La resistenza al cambiamento rappresenta uno degli ostacoli principali:
– colpisce il 29% dei medici di famiglia,
– riguarda il 14% degli specialisti,
e coinvolge anche i pazienti, soprattutto quelli meno abituati a strumenti digitali.
A questo si aggiungono difficoltà tecniche, che emergono in modo diverso nei due gruppi:
– gli specialisti lamentano problemi di software e interoperabilità (37%),
– i medici di base segnalano soprattutto carenze di supporto e strumenti semplici da usare.

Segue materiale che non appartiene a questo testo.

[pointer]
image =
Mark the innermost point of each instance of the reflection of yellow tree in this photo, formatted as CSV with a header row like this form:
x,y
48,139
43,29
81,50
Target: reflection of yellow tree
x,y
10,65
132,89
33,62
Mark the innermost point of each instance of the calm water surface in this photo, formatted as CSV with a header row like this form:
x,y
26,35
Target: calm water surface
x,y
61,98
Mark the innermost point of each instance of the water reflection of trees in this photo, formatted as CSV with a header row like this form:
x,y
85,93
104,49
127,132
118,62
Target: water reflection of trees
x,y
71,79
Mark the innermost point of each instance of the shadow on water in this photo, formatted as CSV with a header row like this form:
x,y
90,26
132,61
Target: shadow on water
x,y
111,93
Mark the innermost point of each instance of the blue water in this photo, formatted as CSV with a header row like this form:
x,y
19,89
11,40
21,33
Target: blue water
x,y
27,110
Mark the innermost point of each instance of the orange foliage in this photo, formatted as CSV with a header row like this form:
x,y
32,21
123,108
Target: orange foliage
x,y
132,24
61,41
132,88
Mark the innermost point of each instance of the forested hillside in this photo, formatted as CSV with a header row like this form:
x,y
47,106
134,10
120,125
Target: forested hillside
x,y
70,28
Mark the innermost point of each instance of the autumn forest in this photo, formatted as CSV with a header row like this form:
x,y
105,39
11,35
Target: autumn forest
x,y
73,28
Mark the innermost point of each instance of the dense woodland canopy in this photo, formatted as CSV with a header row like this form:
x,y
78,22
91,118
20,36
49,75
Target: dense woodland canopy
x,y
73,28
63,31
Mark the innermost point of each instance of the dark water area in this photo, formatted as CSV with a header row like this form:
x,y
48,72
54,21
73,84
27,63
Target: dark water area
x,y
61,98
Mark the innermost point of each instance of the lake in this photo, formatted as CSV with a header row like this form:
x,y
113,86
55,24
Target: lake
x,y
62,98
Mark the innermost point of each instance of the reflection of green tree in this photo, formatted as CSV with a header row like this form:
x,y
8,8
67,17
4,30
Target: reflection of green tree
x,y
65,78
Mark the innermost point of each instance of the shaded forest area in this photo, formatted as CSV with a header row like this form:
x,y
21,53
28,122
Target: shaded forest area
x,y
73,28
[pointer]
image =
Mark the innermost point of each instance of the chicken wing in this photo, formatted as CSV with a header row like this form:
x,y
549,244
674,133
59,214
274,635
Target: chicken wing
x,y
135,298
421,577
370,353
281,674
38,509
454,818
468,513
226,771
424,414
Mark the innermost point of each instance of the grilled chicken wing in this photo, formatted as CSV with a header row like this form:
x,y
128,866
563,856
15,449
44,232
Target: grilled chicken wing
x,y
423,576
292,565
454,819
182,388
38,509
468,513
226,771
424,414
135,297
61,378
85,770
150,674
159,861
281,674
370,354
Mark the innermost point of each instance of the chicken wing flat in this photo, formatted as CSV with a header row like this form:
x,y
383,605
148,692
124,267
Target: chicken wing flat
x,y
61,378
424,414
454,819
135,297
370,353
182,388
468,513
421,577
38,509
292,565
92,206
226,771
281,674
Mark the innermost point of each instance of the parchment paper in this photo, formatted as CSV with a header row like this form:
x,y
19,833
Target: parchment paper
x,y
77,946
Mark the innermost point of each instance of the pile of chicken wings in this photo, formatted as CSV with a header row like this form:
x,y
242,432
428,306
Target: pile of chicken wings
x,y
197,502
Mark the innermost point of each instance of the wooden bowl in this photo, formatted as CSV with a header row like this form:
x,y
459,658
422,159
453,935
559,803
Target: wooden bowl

Ma il dato più trasversale riguarda la formazione. Il 75% dei medici interessati alla sanità digitale sente la necessità di una preparazione più solida, continua e accessibile. Senza un investimento sistematico sulla formazione, la digitalizzazione rischia di rimanere una promessa non mantenuta.
La sanità digitale vista dai medici italiani
| Aspetto valutato | Medici di base | Specialisti | Nota |
|---|---|---|---|
| Si sentono poco informati | 46% | 40% | Carenza di formazione strutturata |
| Usano la telemedicina | — | — | Strumento digitale più diffuso |
| Utilizzo dell’IA | 12% | 9% | Considerata ancora astratta |
| Resistenza al cambiamento | 29% | 14% | Coinvolge anche i pazienti |
| Difficoltà tecniche | 14% | 37% | software, interoperabilità, flussi |
| Richiesta di più formazione | 75% | 75% | Esigenza condivisa |
Sanità digitale in ritardo: due mondi diversi, un obiettivo comune
Dall’indagine emerge chiaramente che i medici di famiglia e gli specialisti non hanno le stesse difficoltà e non vivono la digitalizzazione allo stesso modo.
– I medici di base chiedono soprattutto semplicità, strumenti immediati, percorsi formativi accessibili, supporto costante e processi più chiari.
– Gli specialisti, invece, avvertono l’urgenza di software più affidabili, flussi meglio codificati e piattaforme in grado di dialogare tra loro senza rallentamenti o incompatibilità.
Due esigenze diverse, ma complementari. La digitalizzazione reale della sanità — non quella evocata nei convegni, ma quella che incide sulle vite dei pazienti — può realizzarsi solo se entrambe queste dimensioni vengono affrontate con serietà.
Perché l’Italia non può più permettersi di aspettare
L’appello degli esperti è chiaro: senza una strategia nazionale più incisiva, la sanità digitale rischia di restare incompleta.
Le tecnologie ci sono. Le competenze, anche. Mancano la formazione strutturata, processi uniformi, investimenti specifici e una governance capace di guidare il cambiamento.
In un Paese che affronta un invecchiamento rapido della popolazione, una crescita delle cronicità e una pressione crescente sui servizi territoriali, la digitalizzazione non è un optional. È una risposta essenziale per continuare a garantire cure accessibili, tempestive e sostenibili.
FAQ — Sanità digitale: domande e risposte
Perché i medici usano poco l’IA?
Perché la percepiscono ancora come complessa, poco regolata e difficile da integrare nei flussi clinici esistenti.
La telemedicina funziona davvero?
Sì, soprattutto nel monitoraggio delle patologie croniche e nella gestione dei controlli ripetuti, ma richiede piattaforme semplici e interoperabili.
Cosa serve per accelerare la digitalizzazione?
Formazione continua, software integrati, processi condivisi, supporto tecnico reale e una governance nazionale più uniforme.
I pazienti sono pronti?
Non sempre. La resistenza al cambiamento coinvolge anche loro, soprattutto i più anziani. Servono educazione digitale e strumenti intuitivi.
L’IA sostituirà i medici?
No. L’obiettivo non è rimpiazzare il clinico, ma supportarlo nelle decisioni, rendere più rapida la diagnosi e migliorare la qualità dell’assistenza.